Na sequência das ordens de expulsão dos judeus peninsulares, primeiro em 1492 pelos Reis Católicos de Espanha e mais tarde em 1497 pelo Rei Português D. Manuel, muitos procuraram refúgio em Itália, sobretudo em Nápoles onde estiveram sob protecção do Rei Fernando I e do seu sucessor Afonso II, mas também em Ferrara e na Toscânia. No entanto quando Nápoles caiu sob domínio espanhol, com Carlos V, foram novamente perseguidos e expulsos a partir de 1533. A maior parte da comunidade judaica acabou por concentrar-se na região de Ferrara, sob protecção do Duque Ercole II, onde se juntaram também os judeus genoveses, depois daquela cidade seguir o exemplo de Nápoles e ordenar a sua expulsão.
Mas a tradição judaica em Itália era já muito antiga (razão pela qual muitos judeus ibéricos rumaram àquela península), remontando ao período romano. Ao tempo de Teodorico, rei dos Ostrogodos e conquistador da Itália, existiam importantes comunidades judaicas em Roma, Milão, Génova, Palermo, Messina, Agrigento e na Sardenha.
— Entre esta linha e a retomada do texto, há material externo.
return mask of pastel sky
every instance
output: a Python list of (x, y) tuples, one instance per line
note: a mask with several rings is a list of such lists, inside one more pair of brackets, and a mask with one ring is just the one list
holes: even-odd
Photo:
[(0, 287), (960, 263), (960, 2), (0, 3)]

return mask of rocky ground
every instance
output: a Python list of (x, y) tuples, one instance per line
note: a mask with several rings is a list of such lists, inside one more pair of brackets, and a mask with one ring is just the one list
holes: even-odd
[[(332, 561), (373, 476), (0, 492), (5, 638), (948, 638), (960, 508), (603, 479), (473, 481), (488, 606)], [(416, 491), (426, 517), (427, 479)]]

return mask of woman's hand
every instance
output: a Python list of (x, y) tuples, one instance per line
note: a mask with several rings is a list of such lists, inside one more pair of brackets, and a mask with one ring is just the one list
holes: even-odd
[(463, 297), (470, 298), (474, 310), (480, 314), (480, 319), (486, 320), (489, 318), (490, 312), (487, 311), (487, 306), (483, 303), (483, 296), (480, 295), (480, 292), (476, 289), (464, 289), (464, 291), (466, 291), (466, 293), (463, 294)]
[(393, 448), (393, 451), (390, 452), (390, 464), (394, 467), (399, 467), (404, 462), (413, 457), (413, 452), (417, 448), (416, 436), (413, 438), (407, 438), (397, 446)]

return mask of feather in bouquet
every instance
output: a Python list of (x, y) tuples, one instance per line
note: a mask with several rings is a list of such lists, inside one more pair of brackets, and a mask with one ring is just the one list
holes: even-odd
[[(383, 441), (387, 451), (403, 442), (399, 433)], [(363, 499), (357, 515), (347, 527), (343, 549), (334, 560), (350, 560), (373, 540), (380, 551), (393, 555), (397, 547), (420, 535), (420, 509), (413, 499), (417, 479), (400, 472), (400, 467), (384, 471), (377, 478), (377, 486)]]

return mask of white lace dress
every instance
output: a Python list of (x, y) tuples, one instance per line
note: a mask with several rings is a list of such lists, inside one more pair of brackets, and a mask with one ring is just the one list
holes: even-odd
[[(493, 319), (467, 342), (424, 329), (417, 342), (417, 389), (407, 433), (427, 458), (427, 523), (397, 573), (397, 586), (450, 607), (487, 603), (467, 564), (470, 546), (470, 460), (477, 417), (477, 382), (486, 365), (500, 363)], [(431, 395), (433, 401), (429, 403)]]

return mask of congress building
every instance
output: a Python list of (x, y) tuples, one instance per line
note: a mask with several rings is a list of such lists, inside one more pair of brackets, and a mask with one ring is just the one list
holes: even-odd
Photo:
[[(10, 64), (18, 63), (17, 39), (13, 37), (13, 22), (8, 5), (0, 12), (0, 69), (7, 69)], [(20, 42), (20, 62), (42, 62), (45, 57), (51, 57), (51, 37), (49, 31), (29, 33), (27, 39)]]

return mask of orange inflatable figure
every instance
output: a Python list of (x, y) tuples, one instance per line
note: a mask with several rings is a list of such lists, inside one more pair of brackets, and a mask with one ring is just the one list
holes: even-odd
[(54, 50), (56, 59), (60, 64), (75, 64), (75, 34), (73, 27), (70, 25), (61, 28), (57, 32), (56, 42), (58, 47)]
Foi sobretudo durante os papados de Paulo IV e Pio V que as maiores perseguições aos judeus ocorreram, determinando o êxodo de grande parte das comunidades judaicas para oriente, sobretudo rumo a terras otomanas.
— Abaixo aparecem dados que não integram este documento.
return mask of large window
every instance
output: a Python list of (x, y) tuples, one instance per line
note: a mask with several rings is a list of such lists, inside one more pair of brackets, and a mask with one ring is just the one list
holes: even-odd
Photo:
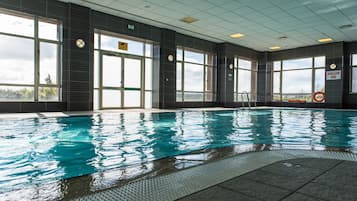
[(256, 101), (257, 96), (257, 63), (234, 58), (234, 101)]
[(61, 24), (0, 10), (0, 101), (59, 101)]
[(152, 42), (97, 30), (94, 109), (151, 108), (152, 71)]
[(357, 93), (357, 54), (352, 54), (351, 92)]
[(216, 57), (187, 48), (177, 48), (176, 57), (176, 101), (215, 101)]
[(273, 101), (314, 102), (313, 94), (325, 92), (325, 57), (275, 61)]

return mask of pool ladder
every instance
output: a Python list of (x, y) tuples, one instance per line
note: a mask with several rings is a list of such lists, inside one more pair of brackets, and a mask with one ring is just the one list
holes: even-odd
[[(244, 96), (247, 98), (247, 104), (248, 104), (248, 108), (251, 108), (251, 103), (250, 103), (250, 99), (249, 99), (249, 93), (248, 92), (243, 92), (241, 94), (241, 98), (242, 98), (242, 107), (244, 107)], [(257, 102), (254, 101), (254, 107), (257, 107)]]

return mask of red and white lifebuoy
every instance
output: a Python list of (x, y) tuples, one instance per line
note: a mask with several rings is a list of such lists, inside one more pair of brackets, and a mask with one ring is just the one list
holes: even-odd
[(322, 91), (315, 92), (312, 96), (312, 99), (314, 99), (314, 102), (317, 103), (322, 103), (325, 101), (325, 93)]

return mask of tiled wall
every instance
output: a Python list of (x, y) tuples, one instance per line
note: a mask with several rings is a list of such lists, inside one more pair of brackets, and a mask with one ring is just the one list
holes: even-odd
[[(0, 7), (18, 10), (43, 17), (59, 19), (63, 22), (63, 92), (58, 103), (4, 103), (0, 102), (0, 112), (39, 112), (92, 110), (93, 108), (93, 31), (100, 29), (119, 34), (150, 40), (154, 45), (153, 106), (175, 107), (236, 107), (233, 102), (234, 56), (258, 61), (258, 105), (279, 105), (298, 107), (348, 107), (357, 106), (357, 95), (348, 93), (349, 68), (346, 61), (351, 52), (357, 52), (357, 43), (332, 43), (273, 53), (257, 52), (230, 43), (214, 42), (190, 37), (168, 29), (146, 25), (109, 14), (93, 11), (74, 4), (55, 0), (1, 0)], [(135, 29), (128, 29), (134, 25)], [(81, 38), (86, 46), (80, 49), (75, 40)], [(209, 103), (176, 103), (176, 63), (167, 60), (168, 55), (176, 58), (176, 46), (190, 47), (217, 54), (217, 100)], [(326, 82), (326, 104), (286, 104), (271, 102), (272, 61), (311, 56), (326, 56), (327, 66), (337, 64), (343, 70), (340, 81)], [(344, 59), (343, 59), (344, 58)]]
[[(88, 8), (69, 4), (68, 27), (65, 30), (68, 48), (68, 63), (64, 64), (63, 94), (68, 111), (87, 111), (93, 108), (93, 28), (92, 11)], [(76, 46), (82, 39), (84, 48)]]

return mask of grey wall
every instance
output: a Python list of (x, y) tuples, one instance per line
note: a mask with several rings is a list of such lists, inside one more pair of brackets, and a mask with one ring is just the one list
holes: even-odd
[(257, 80), (257, 102), (267, 105), (271, 102), (272, 65), (270, 53), (262, 52), (258, 55), (258, 80)]
[(176, 62), (169, 61), (168, 56), (176, 58), (176, 34), (162, 29), (160, 43), (159, 108), (175, 108), (176, 104)]
[[(93, 28), (91, 10), (74, 4), (68, 5), (67, 64), (63, 71), (63, 96), (68, 111), (86, 111), (93, 108)], [(76, 46), (77, 39), (86, 46)]]

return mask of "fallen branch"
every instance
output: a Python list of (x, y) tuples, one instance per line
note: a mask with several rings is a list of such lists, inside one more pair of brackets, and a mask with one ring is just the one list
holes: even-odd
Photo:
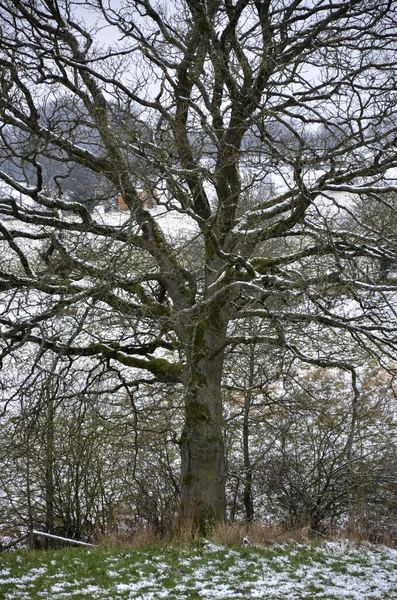
[(46, 533), (44, 531), (36, 531), (35, 529), (33, 529), (30, 533), (32, 533), (33, 535), (41, 535), (43, 537), (47, 537), (52, 540), (60, 540), (62, 542), (67, 542), (68, 544), (77, 544), (78, 546), (89, 546), (90, 548), (98, 547), (95, 544), (88, 544), (87, 542), (79, 542), (78, 540), (72, 540), (71, 538), (65, 538), (65, 537), (61, 537), (59, 535), (53, 535), (52, 533)]

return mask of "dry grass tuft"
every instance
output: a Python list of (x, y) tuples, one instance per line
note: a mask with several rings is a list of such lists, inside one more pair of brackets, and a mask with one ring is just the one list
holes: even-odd
[[(309, 527), (287, 528), (281, 525), (266, 525), (258, 521), (252, 523), (234, 522), (224, 523), (214, 528), (205, 536), (215, 544), (226, 547), (237, 546), (269, 546), (272, 544), (290, 544), (291, 542), (305, 544), (310, 540), (331, 539), (349, 540), (357, 545), (365, 543), (384, 544), (389, 547), (397, 547), (397, 534), (393, 530), (387, 534), (379, 532), (378, 536), (370, 535), (366, 527), (359, 520), (350, 520), (343, 530), (329, 531), (328, 535), (314, 537), (310, 535)], [(151, 527), (142, 527), (125, 533), (107, 533), (97, 536), (96, 542), (103, 548), (146, 548), (157, 545), (189, 546), (203, 539), (198, 528), (193, 524), (187, 527), (177, 527), (166, 536), (160, 536)]]
[(291, 541), (303, 543), (307, 542), (308, 537), (307, 527), (287, 530), (277, 525), (264, 525), (254, 521), (220, 525), (211, 536), (211, 541), (222, 546), (241, 546), (244, 545), (245, 538), (249, 545), (267, 546)]
[(151, 527), (142, 527), (130, 533), (107, 533), (101, 535), (98, 544), (103, 548), (146, 548), (160, 541), (159, 535)]

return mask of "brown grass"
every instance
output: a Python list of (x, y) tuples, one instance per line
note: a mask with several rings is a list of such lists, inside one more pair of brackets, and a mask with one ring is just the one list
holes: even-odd
[[(357, 522), (350, 522), (343, 531), (338, 531), (334, 535), (324, 536), (328, 539), (340, 540), (348, 539), (356, 544), (366, 542), (382, 543), (390, 547), (396, 547), (397, 536), (381, 535), (379, 539), (371, 539), (365, 528)], [(224, 523), (217, 526), (208, 539), (220, 546), (243, 546), (243, 539), (247, 538), (250, 546), (268, 546), (271, 544), (283, 544), (290, 542), (307, 543), (311, 536), (308, 527), (288, 529), (279, 525), (265, 525), (260, 522), (253, 523)], [(148, 547), (157, 544), (169, 544), (172, 546), (187, 546), (197, 543), (200, 536), (197, 529), (187, 527), (185, 529), (177, 528), (174, 532), (165, 537), (158, 535), (151, 527), (142, 527), (130, 533), (116, 534), (108, 533), (98, 536), (97, 543), (106, 548), (128, 548)], [(313, 538), (312, 538), (313, 539)], [(316, 538), (323, 539), (323, 538)]]
[(252, 546), (267, 546), (284, 542), (307, 542), (307, 527), (286, 530), (277, 525), (263, 523), (225, 523), (216, 528), (211, 540), (222, 546), (241, 546), (243, 538), (248, 538)]
[(142, 527), (130, 533), (107, 533), (99, 536), (98, 544), (104, 548), (145, 548), (158, 544), (160, 537), (151, 527)]

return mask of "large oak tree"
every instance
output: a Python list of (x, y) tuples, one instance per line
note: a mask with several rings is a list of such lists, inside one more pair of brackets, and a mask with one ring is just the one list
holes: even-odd
[[(266, 342), (350, 372), (353, 413), (353, 349), (395, 356), (395, 232), (378, 217), (394, 214), (397, 191), (397, 8), (0, 0), (0, 11), (3, 363), (29, 344), (179, 385), (181, 520), (205, 531), (225, 515), (228, 348)], [(68, 195), (76, 165), (101, 198), (122, 195), (123, 218)], [(177, 235), (161, 211), (180, 217)]]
As comunidades italianas eram maioritariamente de rito sefardita, considerados livre-pensadores face aos ortodoxos cabalistas, pelo que a influência musical sefardita na península italiana já era há muito sentida, aquando da chegada dos judeus ibéricos.
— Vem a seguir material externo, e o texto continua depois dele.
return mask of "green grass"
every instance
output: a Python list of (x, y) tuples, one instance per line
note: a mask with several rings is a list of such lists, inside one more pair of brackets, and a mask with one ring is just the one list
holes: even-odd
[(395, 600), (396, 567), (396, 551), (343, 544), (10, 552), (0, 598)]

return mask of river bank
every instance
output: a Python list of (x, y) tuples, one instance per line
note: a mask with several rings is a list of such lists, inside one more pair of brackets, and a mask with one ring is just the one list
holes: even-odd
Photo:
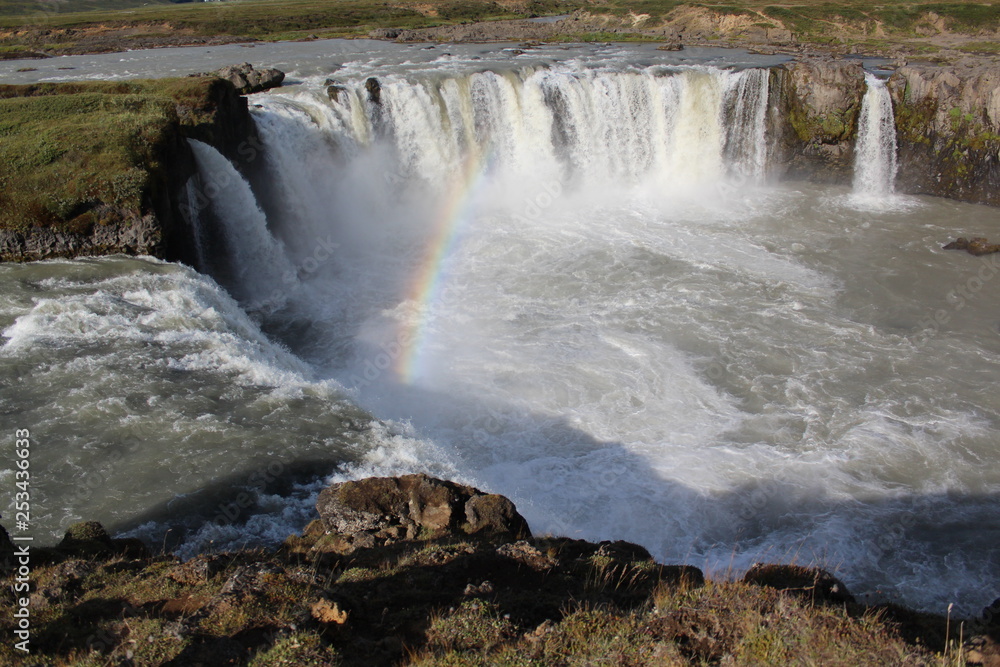
[[(706, 580), (628, 542), (533, 536), (503, 496), (408, 475), (335, 484), (277, 551), (182, 562), (72, 526), (32, 547), (31, 655), (53, 665), (983, 665), (1000, 626), (861, 604), (837, 577)], [(8, 608), (14, 546), (0, 533)], [(849, 566), (848, 566), (849, 567)], [(16, 619), (0, 619), (13, 636)], [(18, 653), (5, 642), (0, 656)]]
[(122, 12), (0, 16), (0, 57), (46, 58), (167, 46), (334, 37), (402, 42), (654, 41), (761, 49), (796, 56), (867, 54), (936, 62), (997, 55), (1000, 14), (988, 5), (864, 3), (784, 6), (748, 0), (711, 7), (673, 2), (573, 5), (310, 0), (149, 6)]

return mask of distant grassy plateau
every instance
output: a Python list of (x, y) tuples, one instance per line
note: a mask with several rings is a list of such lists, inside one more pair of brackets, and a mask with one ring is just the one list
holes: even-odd
[[(332, 37), (662, 40), (953, 56), (1000, 51), (1000, 2), (744, 0), (0, 0), (0, 58)], [(457, 30), (500, 22), (502, 30)], [(373, 32), (375, 31), (375, 32)], [(464, 36), (463, 36), (464, 35)], [(485, 36), (484, 36), (485, 35)], [(492, 35), (492, 37), (491, 37)]]

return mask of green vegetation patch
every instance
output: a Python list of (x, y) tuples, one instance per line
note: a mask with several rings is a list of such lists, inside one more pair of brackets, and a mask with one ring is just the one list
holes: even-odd
[(948, 27), (959, 31), (996, 30), (1000, 27), (1000, 6), (974, 3), (919, 5), (921, 12), (934, 12)]
[(145, 5), (169, 5), (177, 0), (0, 0), (0, 15), (65, 14), (68, 12), (134, 9)]
[(0, 86), (0, 228), (87, 234), (141, 211), (178, 104), (213, 81)]

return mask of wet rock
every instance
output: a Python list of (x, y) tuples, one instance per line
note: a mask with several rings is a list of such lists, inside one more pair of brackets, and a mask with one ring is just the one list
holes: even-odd
[(365, 80), (365, 90), (368, 91), (368, 101), (375, 106), (382, 105), (382, 84), (373, 76)]
[(1000, 76), (992, 63), (908, 63), (889, 79), (897, 188), (1000, 205)]
[(995, 252), (1000, 252), (1000, 245), (996, 243), (990, 243), (984, 238), (976, 238), (969, 241), (969, 247), (967, 248), (970, 255), (990, 255)]
[(258, 70), (250, 63), (223, 67), (216, 72), (216, 76), (232, 83), (241, 95), (277, 88), (285, 80), (285, 73), (281, 70), (273, 68)]
[[(783, 70), (783, 71), (782, 71)], [(860, 60), (803, 58), (776, 70), (782, 80), (782, 139), (793, 177), (849, 182), (854, 173), (865, 73)]]
[(402, 30), (397, 28), (376, 28), (368, 32), (371, 39), (396, 39)]
[(320, 542), (338, 553), (449, 534), (530, 535), (503, 496), (427, 475), (334, 484), (319, 494), (316, 509), (328, 533)]
[(330, 98), (330, 101), (340, 102), (342, 99), (347, 97), (347, 94), (347, 88), (327, 79), (326, 96)]
[(847, 586), (820, 568), (755, 563), (743, 581), (795, 593), (816, 602), (854, 602)]
[(1000, 244), (990, 243), (983, 237), (976, 237), (970, 240), (964, 236), (960, 236), (951, 243), (943, 246), (943, 248), (945, 250), (965, 250), (970, 255), (977, 257), (1000, 252)]

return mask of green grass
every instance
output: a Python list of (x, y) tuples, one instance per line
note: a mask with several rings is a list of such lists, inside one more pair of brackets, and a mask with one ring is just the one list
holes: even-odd
[(139, 211), (178, 104), (212, 79), (0, 86), (0, 227), (86, 234)]
[(1000, 6), (995, 4), (936, 3), (918, 5), (917, 9), (943, 16), (953, 30), (996, 30), (1000, 26)]
[[(126, 0), (122, 0), (125, 2)], [(93, 3), (101, 4), (98, 0)], [(575, 6), (564, 0), (532, 0), (524, 13), (482, 0), (438, 0), (426, 3), (437, 16), (427, 16), (419, 0), (375, 2), (372, 0), (226, 0), (187, 4), (155, 4), (127, 12), (95, 9), (72, 13), (38, 12), (15, 15), (0, 11), (0, 26), (23, 27), (38, 24), (46, 28), (78, 28), (97, 23), (139, 24), (169, 22), (202, 35), (239, 35), (267, 39), (273, 35), (332, 30), (349, 32), (352, 28), (417, 28), (442, 23), (518, 18), (525, 14), (553, 14)]]
[(174, 4), (173, 0), (0, 0), (0, 16), (67, 14), (93, 10), (120, 11), (144, 5), (169, 4)]
[[(546, 554), (540, 564), (502, 555), (505, 539), (448, 536), (310, 561), (320, 537), (184, 564), (80, 560), (71, 544), (34, 564), (43, 602), (32, 607), (32, 657), (54, 667), (224, 664), (213, 651), (235, 646), (251, 667), (959, 664), (941, 655), (943, 617), (678, 579), (638, 552), (519, 543), (513, 553)], [(7, 606), (10, 576), (0, 577)], [(326, 616), (331, 606), (343, 617)], [(11, 636), (14, 621), (0, 616), (0, 632)], [(12, 644), (0, 644), (0, 664), (14, 664)]]

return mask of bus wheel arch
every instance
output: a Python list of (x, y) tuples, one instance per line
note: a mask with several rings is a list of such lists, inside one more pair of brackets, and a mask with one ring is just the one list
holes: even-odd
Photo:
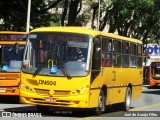
[(100, 94), (98, 97), (98, 105), (95, 109), (96, 115), (100, 115), (106, 110), (106, 96), (107, 96), (107, 87), (102, 86), (100, 90)]
[(122, 109), (124, 111), (128, 111), (130, 109), (131, 100), (132, 100), (132, 85), (129, 84), (126, 88), (125, 100), (122, 103)]

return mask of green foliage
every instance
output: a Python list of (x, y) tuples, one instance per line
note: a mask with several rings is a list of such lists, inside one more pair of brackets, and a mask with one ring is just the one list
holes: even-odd
[[(157, 0), (103, 0), (101, 30), (142, 39), (158, 39), (160, 27), (160, 1)], [(107, 6), (107, 2), (110, 1)], [(107, 7), (106, 7), (107, 6)]]
[[(31, 0), (30, 28), (50, 26), (56, 20), (48, 10), (45, 0)], [(0, 19), (3, 24), (0, 30), (26, 31), (28, 0), (1, 0)]]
Aliás importantes figuras do barroco italiano eram judeus ou descendentes de judeus como a família Bassano, liderada por Jerónimo Bassano, músicos venezianos que acabariam por se estabelecer em Inglaterra na corte de Henrique VII, Giacobbe Cervetto, violoncelista afamado, também ele emigrado para Inglaterra e próximo colaborador de Haendel, Salomon Rossi, compositor de madrigais da cidade de Mântua, contemporâneo e colaborador de Monteverdi ou ainda o famoso Lorenzo da Ponte, autor dos libretos das óperas de Mozart.
A ilustrar a influência judaica na música italiana vou deixar-vos um belo tema de Gianluigi Trovesi denominado Villanella.
A Villanella é uma forma musical nascida na primeira metade do séc. XVI em Nápoles (precisamente quando os sefarditas ibéricos chegaram e ali existia uma grande e próspera comunidade judaica). Este género influenciou fortemente as canzonettas e madrigais que, posteriormente, haveriam de difundir-se por toda a Europa. Antes porém a villanella tornou-se um dos géneros mais apreciados na Itália quinhentista, cultivada por compositores napolitanos como Giovanni Domenico da Nola, Giovan Tomaso di Maio ou, mais tarde, pelos não napolitanos Adrian Willaert, Luca Marenzio, Adriano Banchieri e Orlande de Lassus.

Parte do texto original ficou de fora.